I am happy to report that I discuss style, defense, and lead preferences before esoteric conventions with any new partner. The former come up every hand, the latter occasionally.

David WarheitJuly 21st, 2010 at 10:13 am

I don’t understand how 4 spades could ever make. Declarer must lose two clubs and the ace of hearts no matter what, and there is no way north cannot win at least one spade trick.

Anthony MoonJuly 23rd, 2010 at 9:10 am

The play of HQ would lose as east would win and play a fourth diamond

Bobby WolffJuly 25th, 2010 at 11:34 am

Hi David,

Yes, 4 spades will always go down on this hand.
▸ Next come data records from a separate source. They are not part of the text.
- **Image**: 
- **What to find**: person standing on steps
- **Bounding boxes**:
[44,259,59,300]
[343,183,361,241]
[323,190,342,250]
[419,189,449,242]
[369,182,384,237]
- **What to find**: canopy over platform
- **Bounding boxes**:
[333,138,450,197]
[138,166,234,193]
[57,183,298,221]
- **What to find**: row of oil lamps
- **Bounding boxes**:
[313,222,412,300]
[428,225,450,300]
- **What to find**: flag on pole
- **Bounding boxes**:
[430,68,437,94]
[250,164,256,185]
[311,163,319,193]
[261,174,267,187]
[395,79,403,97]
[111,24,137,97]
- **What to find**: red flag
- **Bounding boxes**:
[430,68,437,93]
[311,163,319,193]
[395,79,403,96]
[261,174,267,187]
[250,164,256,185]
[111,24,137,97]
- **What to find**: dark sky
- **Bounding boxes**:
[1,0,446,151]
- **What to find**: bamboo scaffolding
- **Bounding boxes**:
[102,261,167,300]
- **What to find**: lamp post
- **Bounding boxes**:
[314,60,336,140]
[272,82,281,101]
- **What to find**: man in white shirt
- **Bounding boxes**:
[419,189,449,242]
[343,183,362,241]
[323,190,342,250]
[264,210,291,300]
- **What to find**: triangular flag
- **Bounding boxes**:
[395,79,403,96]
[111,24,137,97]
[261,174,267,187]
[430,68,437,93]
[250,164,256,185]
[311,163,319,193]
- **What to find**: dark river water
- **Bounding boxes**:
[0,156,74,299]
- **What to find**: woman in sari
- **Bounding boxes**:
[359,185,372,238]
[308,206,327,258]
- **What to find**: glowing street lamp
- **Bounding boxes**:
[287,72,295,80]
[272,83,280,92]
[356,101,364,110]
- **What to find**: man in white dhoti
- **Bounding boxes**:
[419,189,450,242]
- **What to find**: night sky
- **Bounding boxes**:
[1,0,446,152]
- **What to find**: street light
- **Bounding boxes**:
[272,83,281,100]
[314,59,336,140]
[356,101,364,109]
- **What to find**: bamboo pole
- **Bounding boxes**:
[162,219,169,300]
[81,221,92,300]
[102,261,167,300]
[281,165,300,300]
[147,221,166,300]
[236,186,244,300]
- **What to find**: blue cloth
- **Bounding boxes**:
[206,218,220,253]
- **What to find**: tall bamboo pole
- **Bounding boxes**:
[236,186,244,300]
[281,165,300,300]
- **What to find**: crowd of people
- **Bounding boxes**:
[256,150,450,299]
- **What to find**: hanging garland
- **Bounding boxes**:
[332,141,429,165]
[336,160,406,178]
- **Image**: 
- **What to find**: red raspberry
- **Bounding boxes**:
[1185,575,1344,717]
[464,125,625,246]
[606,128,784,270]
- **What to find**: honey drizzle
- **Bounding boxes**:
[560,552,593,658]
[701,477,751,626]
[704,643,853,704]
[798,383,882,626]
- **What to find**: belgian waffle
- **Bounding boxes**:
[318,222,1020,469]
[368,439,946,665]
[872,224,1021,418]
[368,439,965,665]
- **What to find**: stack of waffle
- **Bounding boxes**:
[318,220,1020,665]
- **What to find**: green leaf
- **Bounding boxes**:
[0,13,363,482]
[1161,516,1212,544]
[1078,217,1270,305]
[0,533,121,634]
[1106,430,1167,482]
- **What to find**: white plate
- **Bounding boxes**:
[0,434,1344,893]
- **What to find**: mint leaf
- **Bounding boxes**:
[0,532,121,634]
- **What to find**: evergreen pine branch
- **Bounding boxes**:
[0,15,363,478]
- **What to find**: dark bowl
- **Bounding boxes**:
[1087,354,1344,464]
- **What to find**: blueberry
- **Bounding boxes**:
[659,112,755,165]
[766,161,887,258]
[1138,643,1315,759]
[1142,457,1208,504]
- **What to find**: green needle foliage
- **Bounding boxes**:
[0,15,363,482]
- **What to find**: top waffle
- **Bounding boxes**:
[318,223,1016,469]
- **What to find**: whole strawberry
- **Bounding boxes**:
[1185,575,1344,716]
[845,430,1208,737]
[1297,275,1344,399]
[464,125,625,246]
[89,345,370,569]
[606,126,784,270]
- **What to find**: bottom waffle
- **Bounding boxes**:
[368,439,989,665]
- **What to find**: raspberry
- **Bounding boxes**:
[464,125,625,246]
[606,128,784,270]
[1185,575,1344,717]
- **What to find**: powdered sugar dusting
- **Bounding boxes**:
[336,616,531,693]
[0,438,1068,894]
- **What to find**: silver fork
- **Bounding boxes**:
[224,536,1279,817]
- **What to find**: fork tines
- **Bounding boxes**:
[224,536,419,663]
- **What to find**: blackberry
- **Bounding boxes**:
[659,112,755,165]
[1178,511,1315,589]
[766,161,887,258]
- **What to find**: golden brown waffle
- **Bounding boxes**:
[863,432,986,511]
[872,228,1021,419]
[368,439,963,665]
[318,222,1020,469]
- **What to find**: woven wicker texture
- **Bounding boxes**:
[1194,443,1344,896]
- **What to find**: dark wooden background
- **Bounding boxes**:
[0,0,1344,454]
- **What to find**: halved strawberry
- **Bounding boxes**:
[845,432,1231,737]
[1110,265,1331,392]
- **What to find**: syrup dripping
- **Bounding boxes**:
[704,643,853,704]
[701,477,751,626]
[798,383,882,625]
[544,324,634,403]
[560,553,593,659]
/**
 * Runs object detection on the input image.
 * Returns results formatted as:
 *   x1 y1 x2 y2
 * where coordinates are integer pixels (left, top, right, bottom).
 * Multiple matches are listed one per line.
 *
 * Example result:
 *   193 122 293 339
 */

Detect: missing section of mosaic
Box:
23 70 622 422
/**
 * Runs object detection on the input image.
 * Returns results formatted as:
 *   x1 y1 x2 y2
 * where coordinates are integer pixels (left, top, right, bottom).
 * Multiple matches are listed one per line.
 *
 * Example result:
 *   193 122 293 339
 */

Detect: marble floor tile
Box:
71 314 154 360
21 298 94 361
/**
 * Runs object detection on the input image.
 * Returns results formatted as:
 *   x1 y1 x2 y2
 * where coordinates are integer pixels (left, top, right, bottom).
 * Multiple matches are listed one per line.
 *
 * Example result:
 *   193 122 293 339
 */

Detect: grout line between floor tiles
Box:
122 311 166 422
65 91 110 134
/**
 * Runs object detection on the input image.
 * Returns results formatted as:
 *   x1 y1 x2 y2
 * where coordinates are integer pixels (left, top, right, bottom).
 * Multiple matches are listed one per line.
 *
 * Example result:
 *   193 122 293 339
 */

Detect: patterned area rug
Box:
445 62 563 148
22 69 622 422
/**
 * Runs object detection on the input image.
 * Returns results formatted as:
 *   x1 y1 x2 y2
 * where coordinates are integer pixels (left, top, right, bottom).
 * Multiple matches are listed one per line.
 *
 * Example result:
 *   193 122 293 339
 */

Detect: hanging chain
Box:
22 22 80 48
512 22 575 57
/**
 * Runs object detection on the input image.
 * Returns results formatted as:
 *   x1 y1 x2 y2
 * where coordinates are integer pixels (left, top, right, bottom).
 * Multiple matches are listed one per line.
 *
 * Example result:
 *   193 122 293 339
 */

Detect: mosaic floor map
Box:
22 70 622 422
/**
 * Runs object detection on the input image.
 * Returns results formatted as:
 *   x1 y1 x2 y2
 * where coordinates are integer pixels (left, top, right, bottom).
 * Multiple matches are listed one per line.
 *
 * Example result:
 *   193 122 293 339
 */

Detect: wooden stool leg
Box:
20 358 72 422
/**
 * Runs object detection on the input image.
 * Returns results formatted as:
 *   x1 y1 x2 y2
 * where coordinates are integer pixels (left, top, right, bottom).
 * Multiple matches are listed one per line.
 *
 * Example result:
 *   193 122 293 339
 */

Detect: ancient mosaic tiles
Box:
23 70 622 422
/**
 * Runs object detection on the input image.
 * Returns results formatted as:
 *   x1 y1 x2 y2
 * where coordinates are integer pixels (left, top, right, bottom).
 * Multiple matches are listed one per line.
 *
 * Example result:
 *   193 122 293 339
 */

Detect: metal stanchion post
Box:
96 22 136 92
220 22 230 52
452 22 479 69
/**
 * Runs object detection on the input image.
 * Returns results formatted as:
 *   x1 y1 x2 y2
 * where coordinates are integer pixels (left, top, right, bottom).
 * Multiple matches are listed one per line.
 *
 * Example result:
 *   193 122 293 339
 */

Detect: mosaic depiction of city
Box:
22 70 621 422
I was trying to talk generally, without specifically analyzing what would happen during the play, but also to delve into and emphasize the mindset of the players during the defense.

No doubt declarer’s play is easier, less mistake prone, especially at high levels, and creates less anxiety, than does defense. This, in turn, tends to make winning players bid bolder, but trying, if possible and given a choice, to play safely.

Thanks, as always, for your thoroughness.

Bobby WolffJuly 25th, 2010 at 11:38 am

Hi Anthony,

Yes indeed, if declarer opts to play the queen of hearts first (for deceptive purposes) instead of the ace, he will be sorry.

Thanks for clarifying what would happen.